I dragged my hands down my face, exhaling slowly.
Enough.
I needed ground under my feet again. “Let’s get back to something I can actually control,” I muttered. “Rusty. I want him fully exposed, every name, every buyer, every bastard connected to that trafficking ring.”
Raine slipped off his shoes, getting comfortable. “You just want to expose him and hand the whole thing to the police?”
“Fuck no,” I scoffed. “When do we ever do that? The police can handle the minions. I want Rusty and whoever he is working for. I want the guys calling the shots.”
My brother grinned. “Finally, something I can sink my teeth into.” He stretched his arms along the back of the couch, eyes lighting. “When do we move?”
“The shit that gets you excited is disturbing,” I muttered. “Oh, and we need to move fast.”
Raine lifted a questioning brow.
“Dad’s ordering us home,” I said, glancing down at Kaylor again. “Her too. You’re welcome to come. We’ll need extra support.”
He made a face. “Thanks, but hell no. I’ll stay at the club.”
I nodded. I got it.
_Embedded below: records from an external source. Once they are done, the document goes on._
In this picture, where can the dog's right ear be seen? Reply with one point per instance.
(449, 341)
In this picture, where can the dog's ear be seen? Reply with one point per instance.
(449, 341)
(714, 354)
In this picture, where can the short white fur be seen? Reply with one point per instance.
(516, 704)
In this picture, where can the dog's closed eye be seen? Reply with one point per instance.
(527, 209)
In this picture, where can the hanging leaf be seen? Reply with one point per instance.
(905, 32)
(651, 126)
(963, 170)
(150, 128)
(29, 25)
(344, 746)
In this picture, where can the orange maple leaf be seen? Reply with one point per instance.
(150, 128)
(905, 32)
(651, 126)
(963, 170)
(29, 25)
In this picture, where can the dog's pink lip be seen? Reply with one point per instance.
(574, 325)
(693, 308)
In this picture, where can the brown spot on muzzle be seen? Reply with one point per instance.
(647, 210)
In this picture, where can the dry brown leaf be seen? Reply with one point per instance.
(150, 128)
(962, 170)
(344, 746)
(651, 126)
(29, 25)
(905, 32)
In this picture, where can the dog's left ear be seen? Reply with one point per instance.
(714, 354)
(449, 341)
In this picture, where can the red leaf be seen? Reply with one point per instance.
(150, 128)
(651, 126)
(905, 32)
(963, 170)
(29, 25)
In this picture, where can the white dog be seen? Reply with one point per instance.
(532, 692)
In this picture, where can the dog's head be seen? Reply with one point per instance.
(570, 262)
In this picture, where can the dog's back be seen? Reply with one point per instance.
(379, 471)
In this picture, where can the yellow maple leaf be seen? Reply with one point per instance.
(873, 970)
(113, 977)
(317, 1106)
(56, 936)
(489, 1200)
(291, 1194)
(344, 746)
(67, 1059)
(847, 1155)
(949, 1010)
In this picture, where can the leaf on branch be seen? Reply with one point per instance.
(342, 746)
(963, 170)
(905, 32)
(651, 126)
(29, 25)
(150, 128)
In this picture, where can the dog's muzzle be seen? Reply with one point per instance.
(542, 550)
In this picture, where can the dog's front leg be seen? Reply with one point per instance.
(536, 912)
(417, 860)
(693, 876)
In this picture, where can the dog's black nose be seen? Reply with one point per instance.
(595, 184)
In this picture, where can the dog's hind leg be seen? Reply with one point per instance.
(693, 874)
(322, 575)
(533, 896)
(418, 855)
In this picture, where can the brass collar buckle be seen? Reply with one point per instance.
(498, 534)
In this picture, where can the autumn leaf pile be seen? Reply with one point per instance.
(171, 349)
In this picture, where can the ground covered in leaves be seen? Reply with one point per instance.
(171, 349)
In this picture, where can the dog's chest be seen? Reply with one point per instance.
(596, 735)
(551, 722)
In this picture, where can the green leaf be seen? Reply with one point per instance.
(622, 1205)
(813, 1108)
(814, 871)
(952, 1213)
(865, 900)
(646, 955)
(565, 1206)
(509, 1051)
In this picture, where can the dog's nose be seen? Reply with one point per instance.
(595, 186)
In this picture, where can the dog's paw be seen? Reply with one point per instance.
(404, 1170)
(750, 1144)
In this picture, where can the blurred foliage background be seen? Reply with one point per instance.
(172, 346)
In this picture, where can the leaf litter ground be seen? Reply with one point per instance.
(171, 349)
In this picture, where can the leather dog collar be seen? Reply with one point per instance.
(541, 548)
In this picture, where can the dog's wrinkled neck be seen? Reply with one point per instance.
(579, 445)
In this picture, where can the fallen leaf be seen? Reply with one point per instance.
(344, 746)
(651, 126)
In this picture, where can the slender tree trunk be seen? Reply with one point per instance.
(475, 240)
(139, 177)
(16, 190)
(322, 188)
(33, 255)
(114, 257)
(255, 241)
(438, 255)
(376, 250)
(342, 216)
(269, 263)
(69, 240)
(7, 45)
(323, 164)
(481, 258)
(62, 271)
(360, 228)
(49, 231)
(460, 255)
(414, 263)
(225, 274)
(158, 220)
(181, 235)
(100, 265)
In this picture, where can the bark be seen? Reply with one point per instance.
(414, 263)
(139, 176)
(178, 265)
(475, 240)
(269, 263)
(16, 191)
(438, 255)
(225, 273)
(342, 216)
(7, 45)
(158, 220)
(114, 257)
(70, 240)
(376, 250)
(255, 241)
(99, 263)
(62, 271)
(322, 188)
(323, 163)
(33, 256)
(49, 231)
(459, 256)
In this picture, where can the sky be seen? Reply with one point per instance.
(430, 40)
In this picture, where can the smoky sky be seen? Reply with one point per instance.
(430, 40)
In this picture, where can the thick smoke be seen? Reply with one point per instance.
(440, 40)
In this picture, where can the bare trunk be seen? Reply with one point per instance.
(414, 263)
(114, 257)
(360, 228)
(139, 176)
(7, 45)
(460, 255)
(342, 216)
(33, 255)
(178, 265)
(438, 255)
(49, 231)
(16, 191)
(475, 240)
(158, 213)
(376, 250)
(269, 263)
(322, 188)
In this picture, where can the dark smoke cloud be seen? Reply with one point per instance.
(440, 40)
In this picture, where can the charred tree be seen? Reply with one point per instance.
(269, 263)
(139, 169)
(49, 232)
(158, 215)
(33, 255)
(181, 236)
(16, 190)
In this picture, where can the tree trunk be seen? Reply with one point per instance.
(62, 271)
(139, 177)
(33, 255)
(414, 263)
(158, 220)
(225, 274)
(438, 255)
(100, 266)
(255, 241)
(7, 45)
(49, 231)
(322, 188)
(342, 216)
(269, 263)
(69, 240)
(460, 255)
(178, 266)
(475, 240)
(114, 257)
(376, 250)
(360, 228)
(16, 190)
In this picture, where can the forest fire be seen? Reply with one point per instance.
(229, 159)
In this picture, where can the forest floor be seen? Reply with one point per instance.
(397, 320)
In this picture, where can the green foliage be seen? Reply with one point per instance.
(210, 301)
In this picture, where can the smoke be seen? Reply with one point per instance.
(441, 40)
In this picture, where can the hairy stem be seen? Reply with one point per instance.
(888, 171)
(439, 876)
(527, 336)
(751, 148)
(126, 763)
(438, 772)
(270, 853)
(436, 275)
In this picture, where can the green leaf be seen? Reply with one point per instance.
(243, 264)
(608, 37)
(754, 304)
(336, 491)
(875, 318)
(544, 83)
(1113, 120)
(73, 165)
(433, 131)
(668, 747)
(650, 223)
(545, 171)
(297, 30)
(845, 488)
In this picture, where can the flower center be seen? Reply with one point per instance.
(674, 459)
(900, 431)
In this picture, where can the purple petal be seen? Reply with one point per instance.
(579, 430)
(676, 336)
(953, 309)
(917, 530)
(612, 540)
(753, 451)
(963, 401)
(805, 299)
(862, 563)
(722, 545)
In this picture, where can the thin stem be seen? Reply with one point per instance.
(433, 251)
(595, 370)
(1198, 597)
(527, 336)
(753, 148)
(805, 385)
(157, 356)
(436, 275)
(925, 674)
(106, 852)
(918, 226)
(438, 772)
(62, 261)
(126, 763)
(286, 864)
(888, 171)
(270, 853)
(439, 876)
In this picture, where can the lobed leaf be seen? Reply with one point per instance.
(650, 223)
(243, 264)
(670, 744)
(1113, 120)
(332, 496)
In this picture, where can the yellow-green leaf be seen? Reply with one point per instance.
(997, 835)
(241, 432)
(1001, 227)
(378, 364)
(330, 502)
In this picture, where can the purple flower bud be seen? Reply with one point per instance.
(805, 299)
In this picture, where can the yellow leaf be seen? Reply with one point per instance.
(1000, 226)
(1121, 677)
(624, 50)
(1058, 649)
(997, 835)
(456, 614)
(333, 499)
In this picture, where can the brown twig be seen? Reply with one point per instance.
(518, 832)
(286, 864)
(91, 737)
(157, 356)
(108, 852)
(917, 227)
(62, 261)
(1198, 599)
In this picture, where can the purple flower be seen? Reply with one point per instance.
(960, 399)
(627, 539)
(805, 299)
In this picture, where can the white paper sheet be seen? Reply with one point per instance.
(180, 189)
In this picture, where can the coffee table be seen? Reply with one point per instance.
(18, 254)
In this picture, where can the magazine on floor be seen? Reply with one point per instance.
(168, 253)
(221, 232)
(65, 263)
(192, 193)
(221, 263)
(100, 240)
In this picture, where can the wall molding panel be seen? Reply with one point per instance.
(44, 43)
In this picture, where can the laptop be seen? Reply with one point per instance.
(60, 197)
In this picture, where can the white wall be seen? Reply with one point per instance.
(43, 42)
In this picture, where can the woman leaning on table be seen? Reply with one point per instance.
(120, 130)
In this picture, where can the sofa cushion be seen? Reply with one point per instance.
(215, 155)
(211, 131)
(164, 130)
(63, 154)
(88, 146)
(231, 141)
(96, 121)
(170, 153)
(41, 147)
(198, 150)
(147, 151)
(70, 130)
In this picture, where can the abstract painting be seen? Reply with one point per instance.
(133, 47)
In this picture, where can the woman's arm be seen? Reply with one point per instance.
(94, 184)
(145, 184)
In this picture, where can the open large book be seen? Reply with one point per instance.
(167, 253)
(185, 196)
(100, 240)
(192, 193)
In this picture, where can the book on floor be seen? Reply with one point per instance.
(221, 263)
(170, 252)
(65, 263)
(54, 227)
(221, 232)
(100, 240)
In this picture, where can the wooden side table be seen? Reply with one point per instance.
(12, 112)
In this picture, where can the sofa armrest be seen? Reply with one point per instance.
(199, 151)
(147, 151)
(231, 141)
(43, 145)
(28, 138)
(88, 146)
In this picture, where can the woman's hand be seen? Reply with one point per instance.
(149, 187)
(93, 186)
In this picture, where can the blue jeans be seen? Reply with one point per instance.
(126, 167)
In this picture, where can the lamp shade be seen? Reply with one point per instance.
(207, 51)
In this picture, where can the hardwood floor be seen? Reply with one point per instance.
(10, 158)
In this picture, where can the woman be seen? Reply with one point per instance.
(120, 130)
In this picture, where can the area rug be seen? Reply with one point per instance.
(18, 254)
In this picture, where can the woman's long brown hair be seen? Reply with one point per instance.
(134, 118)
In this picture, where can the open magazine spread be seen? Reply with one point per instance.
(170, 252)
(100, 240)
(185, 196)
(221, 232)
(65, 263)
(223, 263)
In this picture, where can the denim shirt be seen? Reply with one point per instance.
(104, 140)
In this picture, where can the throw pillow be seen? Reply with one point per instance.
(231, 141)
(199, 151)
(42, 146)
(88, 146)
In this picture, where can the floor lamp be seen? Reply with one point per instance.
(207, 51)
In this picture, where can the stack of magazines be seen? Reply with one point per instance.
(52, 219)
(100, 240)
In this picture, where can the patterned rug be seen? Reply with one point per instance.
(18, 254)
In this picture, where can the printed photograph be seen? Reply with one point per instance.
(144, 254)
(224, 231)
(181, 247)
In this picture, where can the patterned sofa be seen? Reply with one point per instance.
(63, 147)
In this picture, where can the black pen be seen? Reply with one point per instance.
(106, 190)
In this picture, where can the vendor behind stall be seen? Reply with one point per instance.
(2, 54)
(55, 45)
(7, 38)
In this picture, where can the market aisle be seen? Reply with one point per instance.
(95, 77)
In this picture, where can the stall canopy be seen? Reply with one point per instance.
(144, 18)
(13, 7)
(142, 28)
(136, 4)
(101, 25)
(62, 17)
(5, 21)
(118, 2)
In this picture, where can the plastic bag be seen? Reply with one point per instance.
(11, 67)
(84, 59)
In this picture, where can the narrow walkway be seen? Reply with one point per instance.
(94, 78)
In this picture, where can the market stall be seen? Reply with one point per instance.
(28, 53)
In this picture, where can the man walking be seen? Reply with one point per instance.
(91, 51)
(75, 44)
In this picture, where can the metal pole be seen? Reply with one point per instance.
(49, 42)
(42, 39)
We both vowed never to return home once we were out. “I’m sorry you had to drop out this semester,” I said quietly.
He shrugged. “You guys needed me. Family is more important. And college will be there at the end of summer.”
“Or,” I deadpanned, “you could take summer classes. I sure as hell will probably have to.”
“Nah, bro,” Raine smirked. “College is all about failing spectacularly and calling it character development. It’s encouraged, really.”
“Can’t fucking wait.”
The fire cracked loudly, sparks popping. Kaylor shifted, her fingers curling tighter around me. She mumbled my name clearly enough that both Raine and I heard it.
He caught my eye and raised one eyebrow knowingly but mercifully said nothing.